Before refrigeration of foods people used to smoke and cure meats through curing salts.
The smoking and curing of the meat preserved the meat so that it would last without refrigeration and then the meat would also be ready to eat and require no cooking unless you wanted to heat it up.
During the Middle Ages, people preserved meat by salting or smoking it.
They would also dry many foods, including grains.
Vegetables were often salted or pickled.
Many fruits were dried or turned in preserves.
Other ways people kept meat before refrigeration was to pressure can the meat to preserve it.
The meat would be cooked and then pressure canned so that the canning process preserved the meat for later use.
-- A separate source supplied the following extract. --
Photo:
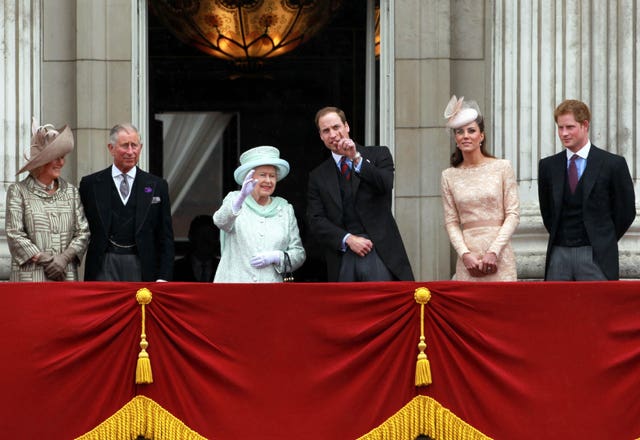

People also kept food cold through use of cold cellars or by having a cooler in the ground or would use dry ice in an ice box.
The ice box was the old version of today's refrigerators as the dry ice would be placed in the ice box and then keep food cold.
Meat could also be stored in the brine and packed tightly in covered jars or casks in a cool environment for months.
The Washington's had cellars in their house ideal for this purpose and the archaeological record at Ferry Farm is full of fragments of stoneware and earthenware jars – the Tupperware of their day.